A total of 9297 high-risk patients (55 years of age or older) who had evidence of
vascular disease or diabetes plus one other cardiovascular risk factor and who were
not known to have a low ejection fraction or heart failure were randomly assigned
to receive ramipril (10 mg once per day orally) or matching placebo for a mean of
five years. The primary outcome was a composite of myocardial infarction, stroke,
or death from cardiovascular causes. The trial was a two-by-two factorial study evaluating
both ramipril and vitamin E. The effects of vitamin E are reported in a companion
paper.
A total of 651 patients who were assigned to receive ramipril (14.0 percent) reached
the primary end point, as compared with 826 patients who were assigned to receive
placebo (17.8 percent) (relative risk, 0.78; 95 percent confidence interval, 0.70
to 0.86; P<0.001).
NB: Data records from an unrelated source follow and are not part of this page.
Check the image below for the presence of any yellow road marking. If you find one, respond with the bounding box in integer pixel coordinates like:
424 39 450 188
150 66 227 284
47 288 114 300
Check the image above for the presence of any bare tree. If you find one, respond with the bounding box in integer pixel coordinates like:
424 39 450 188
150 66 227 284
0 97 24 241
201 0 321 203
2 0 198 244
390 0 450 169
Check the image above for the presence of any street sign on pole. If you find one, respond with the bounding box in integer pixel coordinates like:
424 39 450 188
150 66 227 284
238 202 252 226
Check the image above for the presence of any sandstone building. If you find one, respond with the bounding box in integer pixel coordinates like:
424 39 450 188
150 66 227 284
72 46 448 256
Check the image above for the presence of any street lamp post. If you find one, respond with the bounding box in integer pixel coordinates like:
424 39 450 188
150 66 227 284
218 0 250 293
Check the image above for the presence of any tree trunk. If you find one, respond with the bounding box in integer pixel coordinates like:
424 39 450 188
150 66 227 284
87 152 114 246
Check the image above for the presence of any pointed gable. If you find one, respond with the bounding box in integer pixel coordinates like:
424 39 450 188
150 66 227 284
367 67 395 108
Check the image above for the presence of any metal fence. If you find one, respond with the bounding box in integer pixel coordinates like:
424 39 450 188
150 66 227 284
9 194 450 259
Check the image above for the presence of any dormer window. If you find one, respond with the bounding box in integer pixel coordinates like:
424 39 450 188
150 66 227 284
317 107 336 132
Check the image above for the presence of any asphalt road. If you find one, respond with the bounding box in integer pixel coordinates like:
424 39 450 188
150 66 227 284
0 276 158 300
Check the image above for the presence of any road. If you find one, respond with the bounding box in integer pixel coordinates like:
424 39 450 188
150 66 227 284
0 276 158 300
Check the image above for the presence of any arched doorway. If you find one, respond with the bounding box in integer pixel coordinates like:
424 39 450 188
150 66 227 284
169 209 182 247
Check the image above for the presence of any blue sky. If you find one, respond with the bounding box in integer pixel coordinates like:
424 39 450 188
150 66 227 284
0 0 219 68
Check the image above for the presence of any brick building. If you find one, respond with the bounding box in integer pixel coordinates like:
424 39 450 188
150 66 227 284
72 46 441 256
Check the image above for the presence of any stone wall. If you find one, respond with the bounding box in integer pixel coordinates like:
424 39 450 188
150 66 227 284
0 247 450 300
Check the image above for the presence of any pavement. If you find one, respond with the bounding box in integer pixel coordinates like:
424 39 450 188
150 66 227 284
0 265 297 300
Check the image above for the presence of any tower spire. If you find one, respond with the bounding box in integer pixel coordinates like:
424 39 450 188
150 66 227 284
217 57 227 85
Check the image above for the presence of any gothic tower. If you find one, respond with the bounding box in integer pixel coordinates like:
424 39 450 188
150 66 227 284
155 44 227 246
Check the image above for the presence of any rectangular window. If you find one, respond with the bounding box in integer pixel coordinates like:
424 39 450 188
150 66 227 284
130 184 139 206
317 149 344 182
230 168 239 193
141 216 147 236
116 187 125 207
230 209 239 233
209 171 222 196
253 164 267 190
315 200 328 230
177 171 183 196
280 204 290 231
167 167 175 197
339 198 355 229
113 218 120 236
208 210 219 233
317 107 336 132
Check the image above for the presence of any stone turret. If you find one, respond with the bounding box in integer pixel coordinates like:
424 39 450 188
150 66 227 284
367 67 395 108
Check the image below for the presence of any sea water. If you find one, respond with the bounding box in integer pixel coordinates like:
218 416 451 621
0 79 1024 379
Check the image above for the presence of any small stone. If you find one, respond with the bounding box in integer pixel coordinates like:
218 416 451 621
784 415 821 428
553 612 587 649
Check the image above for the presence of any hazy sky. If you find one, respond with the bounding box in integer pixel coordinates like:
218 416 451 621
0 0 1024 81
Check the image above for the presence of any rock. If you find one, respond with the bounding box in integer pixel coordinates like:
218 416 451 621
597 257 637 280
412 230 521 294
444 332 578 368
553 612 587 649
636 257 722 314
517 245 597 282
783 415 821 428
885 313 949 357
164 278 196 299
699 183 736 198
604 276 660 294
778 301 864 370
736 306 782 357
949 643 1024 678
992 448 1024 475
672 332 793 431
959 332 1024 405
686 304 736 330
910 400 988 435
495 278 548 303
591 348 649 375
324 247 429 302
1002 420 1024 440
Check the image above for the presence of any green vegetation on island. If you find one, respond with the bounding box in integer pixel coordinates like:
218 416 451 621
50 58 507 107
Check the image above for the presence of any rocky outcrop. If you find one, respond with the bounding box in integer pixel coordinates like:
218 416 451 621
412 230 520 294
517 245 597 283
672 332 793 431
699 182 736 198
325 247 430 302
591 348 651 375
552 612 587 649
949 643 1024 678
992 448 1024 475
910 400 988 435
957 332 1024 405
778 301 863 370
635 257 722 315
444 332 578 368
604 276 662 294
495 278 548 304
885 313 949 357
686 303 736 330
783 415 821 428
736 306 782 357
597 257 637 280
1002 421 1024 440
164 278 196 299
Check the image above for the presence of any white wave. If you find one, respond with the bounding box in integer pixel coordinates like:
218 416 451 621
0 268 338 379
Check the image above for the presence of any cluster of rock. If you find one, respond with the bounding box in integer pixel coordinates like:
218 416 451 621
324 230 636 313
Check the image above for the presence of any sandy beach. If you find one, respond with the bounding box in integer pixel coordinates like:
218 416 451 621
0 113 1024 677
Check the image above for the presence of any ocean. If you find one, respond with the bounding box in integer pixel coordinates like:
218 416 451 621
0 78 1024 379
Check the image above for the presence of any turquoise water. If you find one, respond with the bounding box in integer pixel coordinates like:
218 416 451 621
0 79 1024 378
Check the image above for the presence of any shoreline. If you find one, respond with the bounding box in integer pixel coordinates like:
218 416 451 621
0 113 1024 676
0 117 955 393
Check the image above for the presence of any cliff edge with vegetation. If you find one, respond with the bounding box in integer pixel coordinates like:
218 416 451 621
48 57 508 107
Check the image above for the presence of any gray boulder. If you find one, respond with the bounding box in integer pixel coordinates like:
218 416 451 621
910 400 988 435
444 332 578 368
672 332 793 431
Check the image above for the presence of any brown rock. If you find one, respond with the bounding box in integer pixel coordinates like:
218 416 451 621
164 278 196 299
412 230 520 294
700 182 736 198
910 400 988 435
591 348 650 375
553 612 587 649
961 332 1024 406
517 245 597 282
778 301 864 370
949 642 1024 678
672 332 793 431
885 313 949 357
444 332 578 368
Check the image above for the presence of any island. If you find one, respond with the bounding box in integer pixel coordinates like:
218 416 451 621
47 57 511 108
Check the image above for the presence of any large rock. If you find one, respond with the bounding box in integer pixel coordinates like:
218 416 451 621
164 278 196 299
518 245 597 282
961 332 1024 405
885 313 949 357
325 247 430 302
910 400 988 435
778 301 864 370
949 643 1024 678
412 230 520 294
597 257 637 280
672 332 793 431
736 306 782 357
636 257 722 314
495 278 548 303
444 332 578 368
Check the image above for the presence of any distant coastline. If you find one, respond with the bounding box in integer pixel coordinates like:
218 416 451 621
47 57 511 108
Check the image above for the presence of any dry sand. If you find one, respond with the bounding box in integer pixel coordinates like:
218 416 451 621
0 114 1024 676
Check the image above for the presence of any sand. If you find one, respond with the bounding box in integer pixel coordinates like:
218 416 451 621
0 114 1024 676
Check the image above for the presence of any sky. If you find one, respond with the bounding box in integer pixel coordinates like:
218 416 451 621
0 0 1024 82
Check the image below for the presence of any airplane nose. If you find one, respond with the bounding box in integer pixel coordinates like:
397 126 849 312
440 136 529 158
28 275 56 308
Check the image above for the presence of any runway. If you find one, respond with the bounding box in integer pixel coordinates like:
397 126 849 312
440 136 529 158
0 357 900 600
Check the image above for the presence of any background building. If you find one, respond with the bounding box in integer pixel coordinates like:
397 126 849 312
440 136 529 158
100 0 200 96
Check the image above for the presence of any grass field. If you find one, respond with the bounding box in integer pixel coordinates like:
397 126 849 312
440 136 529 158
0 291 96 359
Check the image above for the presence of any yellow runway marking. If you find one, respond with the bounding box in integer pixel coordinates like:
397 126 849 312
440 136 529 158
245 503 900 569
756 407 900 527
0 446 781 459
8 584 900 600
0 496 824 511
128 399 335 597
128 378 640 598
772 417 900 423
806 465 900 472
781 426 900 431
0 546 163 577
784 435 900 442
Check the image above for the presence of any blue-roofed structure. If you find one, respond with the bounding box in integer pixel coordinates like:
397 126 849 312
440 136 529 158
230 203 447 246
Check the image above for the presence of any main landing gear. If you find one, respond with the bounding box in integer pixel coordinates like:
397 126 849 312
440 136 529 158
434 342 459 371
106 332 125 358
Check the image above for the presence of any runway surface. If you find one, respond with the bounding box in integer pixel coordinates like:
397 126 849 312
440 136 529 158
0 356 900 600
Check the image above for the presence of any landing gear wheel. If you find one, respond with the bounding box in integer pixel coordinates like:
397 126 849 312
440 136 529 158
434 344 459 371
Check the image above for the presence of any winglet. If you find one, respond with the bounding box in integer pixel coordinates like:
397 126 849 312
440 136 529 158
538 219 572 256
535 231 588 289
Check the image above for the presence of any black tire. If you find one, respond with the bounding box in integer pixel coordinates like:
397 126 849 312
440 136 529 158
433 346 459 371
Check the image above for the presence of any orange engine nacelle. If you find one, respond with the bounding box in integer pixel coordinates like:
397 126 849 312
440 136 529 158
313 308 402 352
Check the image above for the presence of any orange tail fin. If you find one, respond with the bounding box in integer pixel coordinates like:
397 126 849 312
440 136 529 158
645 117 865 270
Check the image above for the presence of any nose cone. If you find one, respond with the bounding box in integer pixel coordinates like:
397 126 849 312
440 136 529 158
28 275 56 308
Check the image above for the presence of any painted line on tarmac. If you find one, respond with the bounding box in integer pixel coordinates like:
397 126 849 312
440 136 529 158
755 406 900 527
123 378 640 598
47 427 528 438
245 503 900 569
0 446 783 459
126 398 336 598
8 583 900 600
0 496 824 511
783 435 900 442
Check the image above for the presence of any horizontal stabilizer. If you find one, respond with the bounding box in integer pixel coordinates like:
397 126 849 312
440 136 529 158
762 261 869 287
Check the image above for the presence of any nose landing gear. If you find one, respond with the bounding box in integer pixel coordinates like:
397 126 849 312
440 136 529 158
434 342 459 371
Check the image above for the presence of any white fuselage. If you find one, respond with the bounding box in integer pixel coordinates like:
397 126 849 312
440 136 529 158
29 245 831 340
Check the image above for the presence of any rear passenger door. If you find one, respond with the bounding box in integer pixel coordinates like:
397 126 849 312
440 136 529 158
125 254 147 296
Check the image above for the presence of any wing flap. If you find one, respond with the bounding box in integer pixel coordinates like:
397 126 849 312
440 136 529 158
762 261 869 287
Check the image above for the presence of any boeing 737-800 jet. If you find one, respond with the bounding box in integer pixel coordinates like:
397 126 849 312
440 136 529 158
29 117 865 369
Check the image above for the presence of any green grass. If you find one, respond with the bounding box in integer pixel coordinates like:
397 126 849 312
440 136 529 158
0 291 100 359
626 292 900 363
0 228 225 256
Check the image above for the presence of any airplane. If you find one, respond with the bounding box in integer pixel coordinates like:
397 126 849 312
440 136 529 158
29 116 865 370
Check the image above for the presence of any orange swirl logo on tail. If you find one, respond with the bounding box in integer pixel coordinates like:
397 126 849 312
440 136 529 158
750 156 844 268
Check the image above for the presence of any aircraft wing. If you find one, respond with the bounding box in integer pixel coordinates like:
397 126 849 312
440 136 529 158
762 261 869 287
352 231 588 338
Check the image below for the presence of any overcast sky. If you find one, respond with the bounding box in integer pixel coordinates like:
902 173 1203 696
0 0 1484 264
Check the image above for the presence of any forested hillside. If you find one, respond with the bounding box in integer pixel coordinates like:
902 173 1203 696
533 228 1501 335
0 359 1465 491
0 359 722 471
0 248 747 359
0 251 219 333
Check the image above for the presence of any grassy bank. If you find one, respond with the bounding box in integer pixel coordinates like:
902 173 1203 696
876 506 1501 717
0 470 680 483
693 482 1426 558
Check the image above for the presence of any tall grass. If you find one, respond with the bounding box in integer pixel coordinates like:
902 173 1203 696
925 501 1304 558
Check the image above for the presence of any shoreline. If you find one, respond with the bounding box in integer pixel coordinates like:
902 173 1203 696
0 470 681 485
Treatment with ramipril reduced the rates of death from cardiovascular
causes (6.1 percent, as compared with 8.1 percent in the placebo group; relative risk,
0.74; P<0.001), myocardial infarction (9.9 percent vs. 12.3 percent; relative risk,
0.80; P<0.001), stroke (3.4 percent vs. 4.9 percent; relative risk, 0.68; P<0.001),
death from any cause (10.4 percent vs. 12.2 percent; relative risk, 0.84; P=0.005),
revascularization procedures (16.3 percent vs. 18.8 percent; relative risk, 0.85;
P<0.001), cardiac arrest (0.8 percent vs. 1.3 percent; relative risk, 0.62; P=0.02),
[corrected] heart failure (9.1 percent vs. 11.6 percent; relative risk, 0.77; P<0.001),
and complications related to diabetes (6.4 percent vs. 7.6 percent; relative risk,
0.84; P=0.03).
Ramipril significantly reduces the rates of death, myocardial infarction, and stroke
in a broad range of high-risk patients who are not known to have a low ejection fraction
or heart failure.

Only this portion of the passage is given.